Guión: Douglas Fairbanks y Lotta Woods.
Música: Mortimer Wilson.
Fotografía: Arthur Edeson (B&W).
Reparto: Douglas Fairbanks, Julanne Johnston, Snitz Edwards, Charles Belcher, Anna May Wong, Sojin, Brandon Hurst, Tote Du Crow, Noble Johnson.
Ahmed (Douglas Fairbanks) es un ladrón que se gana la vida con pequeños robos en las calles de Bagdad. Un día, sin embargo, decide entrar a robar en el palacio del califa y allí descubrirá a la princesa (Julanne Johnston) y se enamorará de ella.
A menudo pensamos en la época del cine mudo y nos vienen a la mente las comedias breves de Chaplin, Buster Keaton o Harold Lloyd. Pero hay otra vertiente con obras tan curiosas como ambiciosas que forjaron la reputación de Hollywood como una fábrica de sueños. Y El ladrón de Bagdad (1924) sin duda es un ejemplo perfecto de este cine grandioso.

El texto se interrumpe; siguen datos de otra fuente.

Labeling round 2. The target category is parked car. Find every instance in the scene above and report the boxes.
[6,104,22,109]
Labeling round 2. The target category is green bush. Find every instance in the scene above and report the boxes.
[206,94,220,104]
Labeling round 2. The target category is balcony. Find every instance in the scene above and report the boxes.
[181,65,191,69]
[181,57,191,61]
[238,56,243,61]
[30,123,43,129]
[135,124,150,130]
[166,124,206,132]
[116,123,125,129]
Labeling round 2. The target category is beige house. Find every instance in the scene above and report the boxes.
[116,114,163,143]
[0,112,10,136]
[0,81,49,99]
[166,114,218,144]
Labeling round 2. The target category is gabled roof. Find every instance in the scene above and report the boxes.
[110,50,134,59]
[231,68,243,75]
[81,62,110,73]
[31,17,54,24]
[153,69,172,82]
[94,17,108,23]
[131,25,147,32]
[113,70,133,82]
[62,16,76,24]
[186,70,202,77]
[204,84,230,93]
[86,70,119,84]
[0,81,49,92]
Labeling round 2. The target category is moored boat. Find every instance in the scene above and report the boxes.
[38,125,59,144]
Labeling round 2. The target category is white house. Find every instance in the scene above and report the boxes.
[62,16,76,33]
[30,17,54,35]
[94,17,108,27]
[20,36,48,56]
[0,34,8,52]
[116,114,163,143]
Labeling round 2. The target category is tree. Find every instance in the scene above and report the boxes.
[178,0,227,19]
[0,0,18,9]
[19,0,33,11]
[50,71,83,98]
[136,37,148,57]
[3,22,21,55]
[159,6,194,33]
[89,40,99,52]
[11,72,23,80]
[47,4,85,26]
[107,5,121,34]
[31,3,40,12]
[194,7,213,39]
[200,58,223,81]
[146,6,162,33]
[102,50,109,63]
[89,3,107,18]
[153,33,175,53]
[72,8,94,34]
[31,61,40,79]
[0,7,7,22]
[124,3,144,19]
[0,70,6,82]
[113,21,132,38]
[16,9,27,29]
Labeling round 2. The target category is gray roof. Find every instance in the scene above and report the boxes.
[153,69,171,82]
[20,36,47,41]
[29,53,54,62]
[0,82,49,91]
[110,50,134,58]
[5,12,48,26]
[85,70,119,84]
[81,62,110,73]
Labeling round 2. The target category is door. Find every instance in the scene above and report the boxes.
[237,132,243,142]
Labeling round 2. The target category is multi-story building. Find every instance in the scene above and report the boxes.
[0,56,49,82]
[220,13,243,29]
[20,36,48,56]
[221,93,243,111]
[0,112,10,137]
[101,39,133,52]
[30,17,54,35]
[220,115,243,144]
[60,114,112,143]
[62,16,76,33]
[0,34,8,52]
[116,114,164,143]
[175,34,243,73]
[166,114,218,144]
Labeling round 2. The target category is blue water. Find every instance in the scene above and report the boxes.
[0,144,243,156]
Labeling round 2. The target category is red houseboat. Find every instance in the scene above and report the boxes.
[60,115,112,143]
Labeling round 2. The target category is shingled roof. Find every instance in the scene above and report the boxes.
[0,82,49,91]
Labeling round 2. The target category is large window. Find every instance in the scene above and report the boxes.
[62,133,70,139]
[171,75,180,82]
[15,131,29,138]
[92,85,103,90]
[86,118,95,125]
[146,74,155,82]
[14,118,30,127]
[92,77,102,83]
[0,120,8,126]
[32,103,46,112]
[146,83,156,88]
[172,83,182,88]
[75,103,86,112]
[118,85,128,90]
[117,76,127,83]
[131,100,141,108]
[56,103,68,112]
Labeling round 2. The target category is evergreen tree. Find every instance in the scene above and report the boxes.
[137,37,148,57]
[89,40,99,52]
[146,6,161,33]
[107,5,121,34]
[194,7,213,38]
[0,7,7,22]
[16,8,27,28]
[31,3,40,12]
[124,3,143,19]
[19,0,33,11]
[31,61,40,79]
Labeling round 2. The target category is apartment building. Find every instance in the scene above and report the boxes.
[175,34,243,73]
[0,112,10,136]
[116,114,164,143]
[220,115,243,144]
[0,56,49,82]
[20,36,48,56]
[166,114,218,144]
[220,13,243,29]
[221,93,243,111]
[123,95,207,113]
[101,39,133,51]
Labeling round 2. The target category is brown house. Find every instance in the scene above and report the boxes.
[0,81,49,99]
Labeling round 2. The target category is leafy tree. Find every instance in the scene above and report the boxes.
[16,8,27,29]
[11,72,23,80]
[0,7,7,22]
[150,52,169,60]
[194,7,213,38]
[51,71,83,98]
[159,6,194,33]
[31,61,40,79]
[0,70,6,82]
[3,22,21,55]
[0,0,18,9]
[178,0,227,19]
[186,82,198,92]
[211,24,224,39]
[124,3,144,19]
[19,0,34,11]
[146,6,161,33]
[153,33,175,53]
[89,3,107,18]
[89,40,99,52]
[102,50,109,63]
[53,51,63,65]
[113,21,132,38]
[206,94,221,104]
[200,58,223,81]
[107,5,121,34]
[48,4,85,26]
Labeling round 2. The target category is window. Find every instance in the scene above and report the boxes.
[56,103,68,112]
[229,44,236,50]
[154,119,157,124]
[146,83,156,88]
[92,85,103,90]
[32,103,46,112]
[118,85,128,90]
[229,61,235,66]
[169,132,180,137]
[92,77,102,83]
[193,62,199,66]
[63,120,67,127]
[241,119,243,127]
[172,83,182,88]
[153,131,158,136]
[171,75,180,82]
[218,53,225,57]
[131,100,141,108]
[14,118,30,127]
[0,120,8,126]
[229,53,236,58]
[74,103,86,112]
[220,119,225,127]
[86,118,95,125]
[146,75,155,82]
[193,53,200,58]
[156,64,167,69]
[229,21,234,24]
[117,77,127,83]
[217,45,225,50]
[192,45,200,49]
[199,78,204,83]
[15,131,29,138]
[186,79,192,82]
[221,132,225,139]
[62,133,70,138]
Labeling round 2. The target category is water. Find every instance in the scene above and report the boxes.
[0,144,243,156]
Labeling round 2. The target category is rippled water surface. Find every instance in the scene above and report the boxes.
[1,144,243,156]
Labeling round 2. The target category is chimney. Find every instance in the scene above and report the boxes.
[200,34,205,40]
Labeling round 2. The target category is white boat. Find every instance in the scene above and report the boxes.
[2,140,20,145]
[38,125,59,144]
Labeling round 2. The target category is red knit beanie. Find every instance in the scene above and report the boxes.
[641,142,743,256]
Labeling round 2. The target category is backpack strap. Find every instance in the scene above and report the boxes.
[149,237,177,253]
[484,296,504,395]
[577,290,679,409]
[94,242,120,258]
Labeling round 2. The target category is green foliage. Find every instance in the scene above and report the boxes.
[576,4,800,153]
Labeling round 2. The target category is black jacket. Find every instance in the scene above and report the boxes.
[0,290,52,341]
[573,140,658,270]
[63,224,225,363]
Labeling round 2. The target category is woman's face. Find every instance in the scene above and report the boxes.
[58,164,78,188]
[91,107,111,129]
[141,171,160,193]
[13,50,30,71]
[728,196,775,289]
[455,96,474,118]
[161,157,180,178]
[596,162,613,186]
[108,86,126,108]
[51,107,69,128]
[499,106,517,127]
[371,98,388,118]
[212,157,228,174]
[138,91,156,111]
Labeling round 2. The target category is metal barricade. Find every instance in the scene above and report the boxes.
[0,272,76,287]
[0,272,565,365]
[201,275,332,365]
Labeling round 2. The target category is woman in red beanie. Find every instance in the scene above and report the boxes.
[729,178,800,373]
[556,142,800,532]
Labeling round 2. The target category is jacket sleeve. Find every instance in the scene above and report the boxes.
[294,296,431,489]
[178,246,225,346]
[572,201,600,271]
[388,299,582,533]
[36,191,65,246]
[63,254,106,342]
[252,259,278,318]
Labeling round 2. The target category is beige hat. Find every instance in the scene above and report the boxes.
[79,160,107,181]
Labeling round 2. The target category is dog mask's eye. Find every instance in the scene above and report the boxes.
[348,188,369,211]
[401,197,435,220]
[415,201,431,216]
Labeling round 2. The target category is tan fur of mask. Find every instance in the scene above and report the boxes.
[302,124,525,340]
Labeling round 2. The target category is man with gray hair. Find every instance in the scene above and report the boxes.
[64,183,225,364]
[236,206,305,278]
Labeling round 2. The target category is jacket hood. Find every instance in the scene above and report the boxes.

Lo primero que llama la atención es cuánto había progresado el cine en menos de veinte años. Es verdad que el concepto aún es bastante rudimentario y los conflictos muy básicos, lo cuál también se entiende por tratarse de cine mudo y por la necesidad de exponer con la máxima claridad los argumentos a unos espectadores que también estaban aprendiendo a conocer e interpretar el nuevo arte. De ahí las actuaciones teatrales, de gestos ampulosos y sentimientos expresados con toda la pompa y artificiosidad del mundo.
Pero por encima de estas limitaciones, chocantes hoy en día pero seguramente completamente normales entonces, vemos progresos innegables a la hora de ofrecer una aventura densa, llena de sorprendentes efectos especiales y desbordante de imaginación. Los animales terroríficos, los tesoros que buscan los príncipes, el complot del príncipe mongol (Sojin), el romance de la bella princesa (Julanne Johnston) y el héroe demuestran que el cine ya era capaz de enfrentarse a tramas complejas sin rubor. Si bien las escenas de los enfrentamientos de Ahmed con las bestias que le salen al paso resultan hoy en día muy elementales, algunos momentos de su encuentro con la princesa rebosan sensibilidad y romanticismo y tienen una fuerza innegable.
Además, el trabajo de Raoul Walsh es realmente soberbio. La base, es verdad, siguen siendo unas escenas planificadas casi como cuadros vivientes, con un planteamiento muy rígido, pero el director es capaz de ofrecer algunos planos mucho más elaborados, como la llegada del príncipe mongol a la isla de Wak, por ejemplo, que sorprenden por su originalidad, sin duda avanzada para su época.
Otro detalle impresionante son los maravillosos decorados, obra de William C. Menzies, el director artístico, que construyó toda una ciudad de Bagdad con sus imponentes murallas y estilizados minaretes. Es cierto que algunas veces la escena se presenta como saturada, con escenario y extras comprimidos en un espacio reducido y la credibilidad de algunos decorados es dudosa hoy en día, pero si nos ponemos en la piel de un espectador de 1924 el espectáculo debía ser mayúsculo.
Pero no podemos olvidarnos del papel crucial de Douglas Fairbanks en la obra. El ladrón de Bagdad es en gran medida una obra suya: elaboró el guión, la produjo y fue la estrella absoluta de la historia, exhibiendo su cuerpo atlético (gran parte de la película lude el torso desnudo) y sus dotes de acróbata. Fairbanks, al que la llegada del sonoro apartó del cine, estaba entonces en su mejor momento y sin duda esta cinta es la prueba absoluta de ello.
El ladrón de Bagdad es un regalo sorprendente, una aventura repleta de peligros, conspiraciones, fantasía desbordante y uno de esos héroes tan perfectos como inimitables. Cuesta creer que una película de 1924 siga resultando, en muchos aspectos, inigualable.